Financement des think tank

On y apprend en effet que depuis une vingtaine d’années, les familles américaines Rockfeller, Bloomberg, Hewlett, Packard, Ford et quelques autres sont engagées dans la lutte contre le réchauffement climatique, et financent des think-tanks comme le World Ressources Institute américain ou l’Institut français du développement durable et des relations internationales (Iddri), motivées il est vrai par "la crainte de voir fondre les sources de leur considérable fortune", analyse Valéry Laramée.

Engagements d'entreprises

Le livre explique aussi comment les entreprises se rassemblent autour d’objectifs communs. Là, les géants des énergies fossiles au sein de la Oil and Gaz Climate Initiative, pour développer le captage de CO2 et réduire leurs émissions de méthane. Ici la RE100 où 155 multinationales s’engagent à ne plus consommer que des énergies renouvelables à plus ou moins long terme.

Poussées par des législations européennes notamment, le secteur automobile est contraint de basculer vers l’électrique. Et même l’aviation civile parle de neutralité carbone en 2050.

Epiphanie verte de la finance

Mieux, la finance serait plus climatique, comme le montre par exemple le lancement en décembre 2017 de l’initiative Climate Action 100+, regroupant près de 300 banques, églises, fonds de pensions voulant convaincre les 100 plus gros émetteurs de la planète (majors pétrolières en tête) de réduire à la fois leurs impacts sur le climat, mais aussi des risques que les conséquences du réchauffement font peser sur leurs actifs.

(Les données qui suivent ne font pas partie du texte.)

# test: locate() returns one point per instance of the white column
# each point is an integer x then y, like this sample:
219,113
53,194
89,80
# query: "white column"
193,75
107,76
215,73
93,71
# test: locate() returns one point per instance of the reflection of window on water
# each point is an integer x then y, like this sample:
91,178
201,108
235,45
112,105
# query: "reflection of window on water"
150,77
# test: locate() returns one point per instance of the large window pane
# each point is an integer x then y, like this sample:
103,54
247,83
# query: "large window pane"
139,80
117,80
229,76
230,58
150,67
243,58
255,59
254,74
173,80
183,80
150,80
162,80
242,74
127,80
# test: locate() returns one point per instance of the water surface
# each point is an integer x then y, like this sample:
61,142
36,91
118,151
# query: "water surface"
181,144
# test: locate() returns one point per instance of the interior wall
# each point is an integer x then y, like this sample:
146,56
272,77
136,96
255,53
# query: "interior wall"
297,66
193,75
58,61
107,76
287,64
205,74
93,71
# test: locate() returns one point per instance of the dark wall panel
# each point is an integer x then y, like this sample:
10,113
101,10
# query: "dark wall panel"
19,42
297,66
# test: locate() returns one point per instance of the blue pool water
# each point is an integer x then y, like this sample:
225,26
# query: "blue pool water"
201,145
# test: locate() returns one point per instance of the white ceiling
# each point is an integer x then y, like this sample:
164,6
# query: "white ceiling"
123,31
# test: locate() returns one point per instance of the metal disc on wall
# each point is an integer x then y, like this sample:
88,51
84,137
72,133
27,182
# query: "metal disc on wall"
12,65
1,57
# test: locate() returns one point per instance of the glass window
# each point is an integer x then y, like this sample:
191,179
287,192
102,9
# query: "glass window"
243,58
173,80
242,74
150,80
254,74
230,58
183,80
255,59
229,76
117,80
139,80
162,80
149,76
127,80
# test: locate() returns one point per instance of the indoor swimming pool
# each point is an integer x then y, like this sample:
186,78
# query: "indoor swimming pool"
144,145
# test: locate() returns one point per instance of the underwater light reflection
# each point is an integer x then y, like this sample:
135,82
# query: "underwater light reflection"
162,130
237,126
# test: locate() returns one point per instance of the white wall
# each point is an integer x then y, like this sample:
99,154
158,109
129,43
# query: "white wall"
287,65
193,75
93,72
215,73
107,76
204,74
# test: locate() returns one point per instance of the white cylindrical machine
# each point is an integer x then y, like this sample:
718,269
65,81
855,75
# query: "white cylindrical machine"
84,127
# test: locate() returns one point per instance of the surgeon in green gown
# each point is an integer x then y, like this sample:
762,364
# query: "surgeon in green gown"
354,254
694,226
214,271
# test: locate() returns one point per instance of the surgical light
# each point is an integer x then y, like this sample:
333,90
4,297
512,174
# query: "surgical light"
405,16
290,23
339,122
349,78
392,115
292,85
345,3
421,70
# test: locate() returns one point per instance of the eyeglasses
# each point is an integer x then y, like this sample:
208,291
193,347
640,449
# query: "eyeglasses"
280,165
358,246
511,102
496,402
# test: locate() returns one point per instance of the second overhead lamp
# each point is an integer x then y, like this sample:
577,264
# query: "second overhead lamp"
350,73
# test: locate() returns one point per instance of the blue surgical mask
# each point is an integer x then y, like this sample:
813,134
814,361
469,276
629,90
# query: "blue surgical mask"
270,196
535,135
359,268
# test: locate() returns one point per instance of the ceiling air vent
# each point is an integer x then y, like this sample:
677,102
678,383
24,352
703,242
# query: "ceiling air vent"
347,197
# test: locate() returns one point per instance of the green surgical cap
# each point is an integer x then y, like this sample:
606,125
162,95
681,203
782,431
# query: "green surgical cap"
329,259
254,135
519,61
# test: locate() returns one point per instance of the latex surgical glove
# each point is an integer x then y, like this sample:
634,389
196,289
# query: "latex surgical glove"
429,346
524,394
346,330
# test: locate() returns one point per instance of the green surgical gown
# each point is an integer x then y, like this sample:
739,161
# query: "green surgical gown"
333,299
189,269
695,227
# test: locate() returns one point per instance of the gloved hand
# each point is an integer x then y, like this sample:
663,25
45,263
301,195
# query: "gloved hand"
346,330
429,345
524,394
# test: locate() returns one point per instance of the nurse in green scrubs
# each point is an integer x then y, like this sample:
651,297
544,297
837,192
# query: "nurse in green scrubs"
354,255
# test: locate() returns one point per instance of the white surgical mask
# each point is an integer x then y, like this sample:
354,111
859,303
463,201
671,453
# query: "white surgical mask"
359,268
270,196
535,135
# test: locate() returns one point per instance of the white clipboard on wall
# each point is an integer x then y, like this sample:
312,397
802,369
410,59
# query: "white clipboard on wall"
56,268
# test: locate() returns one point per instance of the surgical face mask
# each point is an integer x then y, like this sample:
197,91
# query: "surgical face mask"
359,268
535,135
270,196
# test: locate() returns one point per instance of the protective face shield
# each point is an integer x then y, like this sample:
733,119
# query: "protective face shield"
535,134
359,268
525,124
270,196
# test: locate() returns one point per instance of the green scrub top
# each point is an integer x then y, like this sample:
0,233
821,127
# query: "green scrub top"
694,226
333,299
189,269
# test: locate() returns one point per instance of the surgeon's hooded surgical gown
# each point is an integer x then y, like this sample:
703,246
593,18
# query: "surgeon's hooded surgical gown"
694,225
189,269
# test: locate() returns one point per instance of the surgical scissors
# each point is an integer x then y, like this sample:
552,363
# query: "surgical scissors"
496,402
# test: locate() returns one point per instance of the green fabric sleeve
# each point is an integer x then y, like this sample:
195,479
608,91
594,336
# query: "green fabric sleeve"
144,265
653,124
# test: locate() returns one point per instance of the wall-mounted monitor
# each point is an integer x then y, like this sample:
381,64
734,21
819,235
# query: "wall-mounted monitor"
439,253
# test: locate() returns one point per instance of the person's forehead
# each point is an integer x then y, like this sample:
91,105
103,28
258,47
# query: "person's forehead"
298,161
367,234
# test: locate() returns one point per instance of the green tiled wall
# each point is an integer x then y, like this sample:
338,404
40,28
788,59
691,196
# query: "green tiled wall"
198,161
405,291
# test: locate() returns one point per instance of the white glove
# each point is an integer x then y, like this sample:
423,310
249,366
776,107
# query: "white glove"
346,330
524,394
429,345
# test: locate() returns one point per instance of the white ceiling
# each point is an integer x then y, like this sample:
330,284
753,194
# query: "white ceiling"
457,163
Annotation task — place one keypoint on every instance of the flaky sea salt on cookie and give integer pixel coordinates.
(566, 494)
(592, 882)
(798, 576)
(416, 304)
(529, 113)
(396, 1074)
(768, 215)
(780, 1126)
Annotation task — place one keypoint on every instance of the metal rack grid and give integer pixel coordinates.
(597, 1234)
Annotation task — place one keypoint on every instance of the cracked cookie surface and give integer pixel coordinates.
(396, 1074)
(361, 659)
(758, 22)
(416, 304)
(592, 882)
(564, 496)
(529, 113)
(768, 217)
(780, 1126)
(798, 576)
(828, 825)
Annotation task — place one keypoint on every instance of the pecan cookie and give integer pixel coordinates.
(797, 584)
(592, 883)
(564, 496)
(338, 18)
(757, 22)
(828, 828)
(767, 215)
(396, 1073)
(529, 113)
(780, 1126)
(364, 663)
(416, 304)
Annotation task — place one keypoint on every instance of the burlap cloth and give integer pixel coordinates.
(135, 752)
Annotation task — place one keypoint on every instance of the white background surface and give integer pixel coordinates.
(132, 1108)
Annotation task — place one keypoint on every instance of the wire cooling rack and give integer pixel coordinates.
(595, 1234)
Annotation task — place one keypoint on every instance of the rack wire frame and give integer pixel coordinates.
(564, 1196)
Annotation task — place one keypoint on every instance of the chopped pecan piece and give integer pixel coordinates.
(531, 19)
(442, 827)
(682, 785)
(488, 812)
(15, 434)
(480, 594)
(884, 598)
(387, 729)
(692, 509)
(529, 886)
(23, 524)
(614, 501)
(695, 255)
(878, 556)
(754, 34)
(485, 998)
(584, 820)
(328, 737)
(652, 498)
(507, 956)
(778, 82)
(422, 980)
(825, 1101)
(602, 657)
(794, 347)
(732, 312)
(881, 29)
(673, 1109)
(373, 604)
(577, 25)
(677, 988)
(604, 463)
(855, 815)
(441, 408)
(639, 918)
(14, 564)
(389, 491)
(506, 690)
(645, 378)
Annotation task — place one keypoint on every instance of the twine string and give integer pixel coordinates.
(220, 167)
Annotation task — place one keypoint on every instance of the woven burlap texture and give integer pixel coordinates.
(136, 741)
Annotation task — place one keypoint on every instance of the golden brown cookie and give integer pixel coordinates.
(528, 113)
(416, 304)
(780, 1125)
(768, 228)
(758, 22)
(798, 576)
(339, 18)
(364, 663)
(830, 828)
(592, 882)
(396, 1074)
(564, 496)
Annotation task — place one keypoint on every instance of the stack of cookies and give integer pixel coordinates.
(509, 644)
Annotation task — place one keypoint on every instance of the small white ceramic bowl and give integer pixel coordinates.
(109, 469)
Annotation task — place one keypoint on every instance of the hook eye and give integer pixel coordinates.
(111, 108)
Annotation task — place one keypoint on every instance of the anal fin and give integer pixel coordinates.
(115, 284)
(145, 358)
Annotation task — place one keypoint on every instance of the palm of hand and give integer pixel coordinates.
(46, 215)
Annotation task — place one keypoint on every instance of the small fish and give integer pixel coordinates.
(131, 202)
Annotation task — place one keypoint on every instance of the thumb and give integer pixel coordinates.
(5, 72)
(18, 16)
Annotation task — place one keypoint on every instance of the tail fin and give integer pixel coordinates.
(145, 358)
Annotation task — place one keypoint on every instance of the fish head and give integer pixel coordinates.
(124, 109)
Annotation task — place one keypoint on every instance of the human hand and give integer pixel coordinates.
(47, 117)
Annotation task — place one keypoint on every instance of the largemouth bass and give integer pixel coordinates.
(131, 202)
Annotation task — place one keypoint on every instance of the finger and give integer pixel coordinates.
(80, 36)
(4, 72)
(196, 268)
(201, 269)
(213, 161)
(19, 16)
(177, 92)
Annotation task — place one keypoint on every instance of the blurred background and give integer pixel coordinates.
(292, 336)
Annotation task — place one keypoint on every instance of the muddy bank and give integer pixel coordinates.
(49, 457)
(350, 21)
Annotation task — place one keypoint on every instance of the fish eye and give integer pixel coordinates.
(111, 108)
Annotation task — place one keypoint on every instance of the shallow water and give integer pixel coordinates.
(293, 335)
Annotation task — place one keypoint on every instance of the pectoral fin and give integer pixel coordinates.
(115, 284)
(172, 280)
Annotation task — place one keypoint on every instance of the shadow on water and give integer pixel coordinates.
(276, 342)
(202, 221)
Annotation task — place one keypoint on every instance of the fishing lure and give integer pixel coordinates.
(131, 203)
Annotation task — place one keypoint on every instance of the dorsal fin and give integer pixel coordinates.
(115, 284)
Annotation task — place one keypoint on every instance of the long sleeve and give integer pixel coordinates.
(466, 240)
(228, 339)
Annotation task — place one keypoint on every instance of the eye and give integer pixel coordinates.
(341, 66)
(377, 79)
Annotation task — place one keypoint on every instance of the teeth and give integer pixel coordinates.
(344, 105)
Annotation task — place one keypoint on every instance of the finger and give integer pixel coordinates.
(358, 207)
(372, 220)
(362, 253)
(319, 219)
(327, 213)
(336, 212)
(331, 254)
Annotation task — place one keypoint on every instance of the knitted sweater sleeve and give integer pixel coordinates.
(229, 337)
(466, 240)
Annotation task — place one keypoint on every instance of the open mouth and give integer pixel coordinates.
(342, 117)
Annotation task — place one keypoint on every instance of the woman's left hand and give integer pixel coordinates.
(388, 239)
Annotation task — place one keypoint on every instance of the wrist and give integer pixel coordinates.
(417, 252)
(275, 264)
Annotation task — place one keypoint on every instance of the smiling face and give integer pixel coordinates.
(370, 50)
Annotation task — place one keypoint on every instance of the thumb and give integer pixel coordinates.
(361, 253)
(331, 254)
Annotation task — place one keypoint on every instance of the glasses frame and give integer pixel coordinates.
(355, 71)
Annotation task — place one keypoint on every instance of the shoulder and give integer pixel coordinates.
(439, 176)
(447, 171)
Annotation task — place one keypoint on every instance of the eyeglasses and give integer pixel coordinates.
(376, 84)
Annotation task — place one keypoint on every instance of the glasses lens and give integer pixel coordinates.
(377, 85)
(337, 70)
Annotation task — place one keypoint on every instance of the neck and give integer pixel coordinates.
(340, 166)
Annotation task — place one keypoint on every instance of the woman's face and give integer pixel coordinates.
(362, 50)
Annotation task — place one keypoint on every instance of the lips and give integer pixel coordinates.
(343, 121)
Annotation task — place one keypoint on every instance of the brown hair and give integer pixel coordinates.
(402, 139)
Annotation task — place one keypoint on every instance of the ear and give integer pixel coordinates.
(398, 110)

L’auteur revient aussi sur le marché du quota carbone et les enjeux de la fiscalité climat et jette un intéressant regard critique sur le "jeu trouble des organisations philanthropiques". Il se penche aussi sur le rôle des régions tout en restant très critique sur l'engagement des politiques et des États.

Neutralité carbone pour tous ou presque

L’annonce par 66 Etats d’atteindre la neutralité carbone en 2050 à l’occasion de la Climate Week des Nation Unies, qui se déroule à New York du 23 au 29 septembre, pourrait laisser penser que les politiques ont attrapé la balle que Valéry Laramée voyait dans leur camp. Sauf qu’aucun des plus grands pays pollueurs, Chine, Etats-Unis, Inde, n’en font partie.  

Une bonne nouvelle néanmoins a été annoncée à New York. Sous l’impulsion d’Emmanuel Faber, le PDG de Danone, s’est lancée l’initiative One Planet Business for Biodiversity (OP2B) qui vise à promouvoir des pratiques agricoles alternatives pour protéger et restaurer la biodiversité au sein de leurs chaînes d'approvisionnement et de portefeuilles de produits de 19 entreprises, dont Barry Callebaut, Danone, Google, Kering, L'Oréal, Mars, McCain Foods, Nestlé et Unilever. Un pas vers un changement de mode de consommation et donc, peut-être, de mode de vie et de modèle que Valéry Laramée appelle de ses vœux dès la page de garde de son livre.